However the problem with the "KERNEL DRIVER TO UNBIND" flag for the pcideviceclaims is still present as well as Problem with using the pci-passthrough devices when starting up my VMs. Any more Ideas? I mean whether or not the driver to unbind is just a display bug or it it connected with not being able to start VMs with exisiting pcideviceclaims I do not know. But as it stands I have to design a new method of setting up a HA minio-cluster and their best practices are strongly discouraging using SAN drives because of perfomance losses.

miniature-lock-53926

08/29/2023, 10:32 AM

But I want to stress that in my first couple of weeks. I did NOT have any problems with starting the VMs at all. That just started to happen after restarting the VMs sets regularly. I just wished it would just work again because my minio-cluster was almost ready to go :/

great-bear-19718

08/29/2023, 10:20 PM

any chance i could please get a support-bundle?

great-bear-19718

08/29/2023, 10:21 PM

the driver to unbind to is just used to try and re-bind to when pcideviceclaim is removed

miniature-lock-53926

08/30/2023, 9:18 AM

Ok I send you the support bundle and updated the github issue at https://github.com/harvester/pcidevices/issues/57 Thank you for your help so far :)

great-bear-19718

08/31/2023, 4:34 AM

Copy code

(⎈|default:N/A)➜  ~ k get pcideviceclaim haa-devops-harvester01-host03-000082000 -o yaml
apiVersion: <http://devices.harvesterhci.io/v1beta1|devices.harvesterhci.io/v1beta1>
kind: PCIDeviceClaim
metadata:
  annotations:
    <http://sim.harvesterhci.io/creationTimestamp|sim.harvesterhci.io/creationTimestamp>: "2023-08-29T10:12:35Z"
  creationTimestamp: "2023-08-29T10:12:35Z"
  finalizers:
  - <http://wrangler.cattle.io/PCIDeviceClaimOnRemove|wrangler.cattle.io/PCIDeviceClaimOnRemove>
  generation: 1
  name: haa-devops-harvester01-host03-000082000
  ownerReferences:
  - apiVersion: <http://devices.harvesterhci.io/v1beta1|devices.harvesterhci.io/v1beta1>
    kind: PCIDevice
    name: haa-devops-harvester01-host03-000082000
    uid: 327b5a68-34a0-4b88-a89c-bb205fd32e16
  resourceVersion: "589"
  uid: 040a15b0-854a-4960-bd4b-68022bbb9b4d
spec:
  address: 0000:82:00.0
  nodeName: haa-devops-harvester01-host03
  userName: admin
status:
  kernelDriverToUnbind: vfio-pci
  passthroughEnabled: true

is this the device in question?

miniature-lock-53926

08/31/2023, 6:01 AM

Yes this it seems so, because when I do not attach this specific Drive the VM will come up.

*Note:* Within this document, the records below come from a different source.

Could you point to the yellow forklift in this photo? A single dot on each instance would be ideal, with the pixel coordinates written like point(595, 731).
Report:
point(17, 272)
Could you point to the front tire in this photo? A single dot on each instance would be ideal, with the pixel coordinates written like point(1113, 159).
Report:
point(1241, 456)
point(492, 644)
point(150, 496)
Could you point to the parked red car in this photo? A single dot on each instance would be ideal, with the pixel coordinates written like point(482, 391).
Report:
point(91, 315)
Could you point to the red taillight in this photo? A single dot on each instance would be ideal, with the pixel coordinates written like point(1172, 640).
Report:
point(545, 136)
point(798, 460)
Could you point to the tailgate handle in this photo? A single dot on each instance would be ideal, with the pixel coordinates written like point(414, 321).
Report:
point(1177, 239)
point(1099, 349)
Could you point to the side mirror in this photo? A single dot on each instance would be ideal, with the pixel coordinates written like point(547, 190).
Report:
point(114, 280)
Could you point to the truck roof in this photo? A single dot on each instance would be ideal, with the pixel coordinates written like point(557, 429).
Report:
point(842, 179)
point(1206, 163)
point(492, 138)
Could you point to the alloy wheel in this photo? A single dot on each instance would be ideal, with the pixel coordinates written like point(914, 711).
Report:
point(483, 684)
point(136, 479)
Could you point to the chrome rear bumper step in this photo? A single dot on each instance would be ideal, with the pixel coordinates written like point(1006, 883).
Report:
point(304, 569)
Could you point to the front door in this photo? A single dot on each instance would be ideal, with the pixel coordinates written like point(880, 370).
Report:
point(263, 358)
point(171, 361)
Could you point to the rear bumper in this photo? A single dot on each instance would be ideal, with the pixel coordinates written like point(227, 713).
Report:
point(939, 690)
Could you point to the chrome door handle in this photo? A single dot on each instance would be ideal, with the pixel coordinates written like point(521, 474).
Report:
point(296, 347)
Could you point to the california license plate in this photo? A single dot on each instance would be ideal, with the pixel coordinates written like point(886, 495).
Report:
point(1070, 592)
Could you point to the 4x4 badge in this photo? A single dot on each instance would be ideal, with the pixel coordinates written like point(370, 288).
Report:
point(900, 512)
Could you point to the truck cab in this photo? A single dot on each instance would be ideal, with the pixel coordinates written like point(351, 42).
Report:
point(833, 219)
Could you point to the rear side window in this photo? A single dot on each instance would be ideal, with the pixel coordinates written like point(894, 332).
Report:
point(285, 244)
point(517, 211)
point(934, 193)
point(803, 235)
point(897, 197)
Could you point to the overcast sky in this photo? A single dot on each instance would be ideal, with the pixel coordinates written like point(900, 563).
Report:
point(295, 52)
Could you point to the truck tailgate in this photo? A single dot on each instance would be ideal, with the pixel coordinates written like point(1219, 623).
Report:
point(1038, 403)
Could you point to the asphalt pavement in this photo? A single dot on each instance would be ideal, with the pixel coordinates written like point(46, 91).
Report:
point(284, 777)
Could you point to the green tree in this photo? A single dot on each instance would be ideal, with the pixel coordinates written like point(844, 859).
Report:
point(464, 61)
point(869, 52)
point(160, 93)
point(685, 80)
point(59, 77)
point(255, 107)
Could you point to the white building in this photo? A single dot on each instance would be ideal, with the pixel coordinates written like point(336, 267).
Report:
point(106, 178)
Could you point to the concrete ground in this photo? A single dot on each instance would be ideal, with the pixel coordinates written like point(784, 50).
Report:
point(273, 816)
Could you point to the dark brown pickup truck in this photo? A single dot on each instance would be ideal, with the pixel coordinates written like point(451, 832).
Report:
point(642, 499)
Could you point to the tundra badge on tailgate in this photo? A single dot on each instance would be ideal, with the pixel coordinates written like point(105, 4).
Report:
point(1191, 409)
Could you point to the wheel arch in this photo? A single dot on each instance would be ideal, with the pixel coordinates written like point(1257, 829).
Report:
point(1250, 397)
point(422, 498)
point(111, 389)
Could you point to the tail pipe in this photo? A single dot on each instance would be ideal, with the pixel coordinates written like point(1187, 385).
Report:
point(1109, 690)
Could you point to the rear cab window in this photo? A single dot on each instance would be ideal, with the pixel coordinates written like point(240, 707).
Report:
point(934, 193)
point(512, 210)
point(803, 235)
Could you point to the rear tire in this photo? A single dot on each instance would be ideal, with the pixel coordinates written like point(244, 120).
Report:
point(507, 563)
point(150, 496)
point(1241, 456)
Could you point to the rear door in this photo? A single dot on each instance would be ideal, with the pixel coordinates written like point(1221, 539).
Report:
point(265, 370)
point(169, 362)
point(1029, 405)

But when I delete the VM again an recreate with this drive attached too, then I will get the error again

great-bear-19718

09/03/2023, 11:43 PM

yeah i see the issue

great-bear-19718

09/03/2023, 11:44 PM

i was away for a few days.. when you have a chance can you please get me the output of

kubectl get pcideviceclaim haa-devops-harvester01-host03-000082000 -o yaml

great-bear-19718

09/03/2023, 11:45 PM

when the claim is deleted it tries to rebind the device to its original driver.. which is stored as an annotation on the pcidevice object..

Copy code

apiVersion: <http://devices.harvesterhci.io/v1beta1|devices.harvesterhci.io/v1beta1>
kind: PCIDevice
metadata:
  annotations:
    <http://harvesterhci.io/pcideviceDriver|harvesterhci.io/pcideviceDriver>: nvme
    <http://sim.harvesterhci.io/creationTimestamp|sim.harvesterhci.io/creationTimestamp>: "2023-07-24T13:40:00Z"
  creationTimestamp: "2023-07-24T13:40:00Z"
  generation: 1
  labels:
    nodename: haa-devops-harvester01-host03
  name: haa-devops-harvester01-host03-000082000
  resourceVersion: "1395"
  uid: 4f9dab23-7cd8-4e3d-8932-987d1eb42786
spec: {}
status:
  address: 0000:82:00.0
  classId: "0108"
  description: 'Non-Volatile memory controller: Western Digital Ultrastar DC SN640
    NVMe SSD'
  deviceId: "2400"
  iommuGroup: "149"
  kernelDriverInUse: vfio-pci
  nodeName: haa-devops-harvester01-host03
  resourceName: <http://western.com/ULTRASTAR_DC_SN640_NVME_SSD|western.com/ULTRASTAR_DC_SN640_NVME_SSD>
  vendorId: 1b96

great-bear-19718

09/03/2023, 11:48 PM

Copy code

addresses:
  - address: 172.16.0.103
    type: InternalIP
  - address: haa-devops-harvester01-host03
    type: Hostname
allocatable:
  cpu: "128"
  <http://devices.kubevirt.io/kvm|devices.kubevirt.io/kvm>: 1k
  <http://devices.kubevirt.io/tun|devices.kubevirt.io/tun>: 1k
  <http://devices.kubevirt.io/vhost-net|devices.kubevirt.io/vhost-net>: 1k
  ephemeral-storage: "3567118004294"
  hugepages-1Gi: "0"
  hugepages-2Mi: "0"
  memory: 1056627872Ki
  pods: "110"
  <http://western.com/ULTRASTAR_DC_SN640_NVME_SSD|western.com/ULTRASTAR_DC_SN640_NVME_SSD>: "3"
capacity:
  cpu: "128"
  <http://devices.kubevirt.io/kvm|devices.kubevirt.io/kvm>: 1k
  <http://devices.kubevirt.io/tun|devices.kubevirt.io/tun>: 1k
  <http://devices.kubevirt.io/vhost-net|devices.kubevirt.io/vhost-net>: 1k
  ephemeral-storage: 3666856504Ki
  hugepages-1Gi: "0"
  hugepages-2Mi: "0"
  memory: 1056627872Ki
  pods: "110"
  <http://western.com/ULTRASTAR_DC_SN640_NVME_SSD|western.com/ULTRASTAR_DC_SN640_NVME_SSD>: "4"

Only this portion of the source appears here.